That said, I will grant the plaintiff's relief for declaration of title to Plot No. 20 Lake Road Adum, Kumasi on the strength of the lease executed in his favour on 18/12/2009 and I so declare.

 

From the evidence before me, the tenancy agreements which the 1st , 2nd and 3rd defendants entered with the 4th defendant have all expired; their alleged payment of rent to the 5th defendant has no legal basis in view of the fact the 5th defendant has no legal title to the property. In short, the 1st , 2nd and 3rd defendants have no right, be it legal or equitable, to remain in the structures previously rented to them by the 4th defendant. Accordingly, the plaintiff's claim for an order of ejectment and recovery of possession against the 1st , 2nd and 3rd defendants will be granted and are hereby granted.

 

Time is of the essence here. This case has been pending since 10/05/2010.The lease was executed in the plaintiff's favour in December, 2009. It is provided in clause (p) of the lease as follows:

"At the expiration or sooner determination of the term hereby created quietly to yield up the demised premises together with the building or building(s) thereon in such state of repair and condition as shall be in accordance with the covenants herein before mentioned without any claim for compensation whatsoever."

 

Thus, the plaintiff does not even have the option of renewal after the fifty (50) years of which he has already lost almost seven (7) years. At the same time, it will be unjust to throw out the affected defendants at an unreasonably short notice. In the circumstance, I will give them a reasonable period of three months within which to give vacant possession to the plaintiff.

 

Relief (c) for an order of perpetual injunction against the defendants cannot be granted because the plaintiff's interest is only for fifty years without the option of renewal. I will however grant the injunction up to the time the plaintiff's interest will run out.

 

Judgment is entered in favour of the plaintiff and the following orders are hereby made:

(a) The Plaintiff is declared owner of Plot No. 20 Lake Road, Adum, Kumasi for the period of his 50 year lease dated         18/12/2009     

(b) The 1st , 2nd  and 3rd  defendants must vacate the premises they occupy on Plot No. 20, Lake Road, Adum- Kumasi and give vacant possession to the plaintiff within a period of three months from the date of this judgment, i.e. on or before 14/01/2017.                                
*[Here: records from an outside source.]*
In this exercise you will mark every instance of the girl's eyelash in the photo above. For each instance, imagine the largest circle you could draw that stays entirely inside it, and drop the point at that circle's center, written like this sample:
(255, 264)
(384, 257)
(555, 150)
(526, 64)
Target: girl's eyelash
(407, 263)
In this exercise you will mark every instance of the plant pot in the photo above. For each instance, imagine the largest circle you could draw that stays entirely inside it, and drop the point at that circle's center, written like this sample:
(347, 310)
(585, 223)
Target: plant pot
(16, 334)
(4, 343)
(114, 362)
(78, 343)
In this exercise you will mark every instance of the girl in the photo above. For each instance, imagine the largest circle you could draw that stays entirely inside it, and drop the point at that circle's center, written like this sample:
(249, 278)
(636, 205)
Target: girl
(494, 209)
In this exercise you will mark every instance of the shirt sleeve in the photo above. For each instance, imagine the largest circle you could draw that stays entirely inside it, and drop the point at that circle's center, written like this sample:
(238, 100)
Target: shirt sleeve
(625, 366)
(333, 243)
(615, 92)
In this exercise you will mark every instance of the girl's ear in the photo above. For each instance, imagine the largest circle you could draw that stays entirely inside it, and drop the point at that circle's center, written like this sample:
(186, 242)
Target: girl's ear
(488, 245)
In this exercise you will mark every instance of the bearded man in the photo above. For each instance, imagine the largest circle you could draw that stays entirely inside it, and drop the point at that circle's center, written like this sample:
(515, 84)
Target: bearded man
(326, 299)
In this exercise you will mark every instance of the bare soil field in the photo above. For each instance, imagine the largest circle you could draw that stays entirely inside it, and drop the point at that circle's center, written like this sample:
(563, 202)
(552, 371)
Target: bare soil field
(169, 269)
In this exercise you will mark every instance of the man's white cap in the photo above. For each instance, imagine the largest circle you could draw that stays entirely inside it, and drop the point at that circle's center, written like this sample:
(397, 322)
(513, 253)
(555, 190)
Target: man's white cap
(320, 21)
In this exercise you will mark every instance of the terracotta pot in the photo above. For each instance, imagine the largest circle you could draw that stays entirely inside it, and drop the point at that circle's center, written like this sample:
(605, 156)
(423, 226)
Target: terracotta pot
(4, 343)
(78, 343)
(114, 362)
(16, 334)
(c) The Defendants, their employees, agents, servants, workmen, and all those claiming through them are restrained from interfering with the plaintiff's ownership, possession and control of the Plot No. 20 Lake Road, Adum-Kumasi for the period of his lease, i.e. 50 years from 18/12/2009.

 

The oral submissions made by all the lawyers in this case have been considered. Cost of GH¢20,000.00 is awarded against the 1st, 2nd, 3rd and 5th Defendants; and cost of GH¢5,000.00 against the 4th Defendant all in favour of the Plaintiff.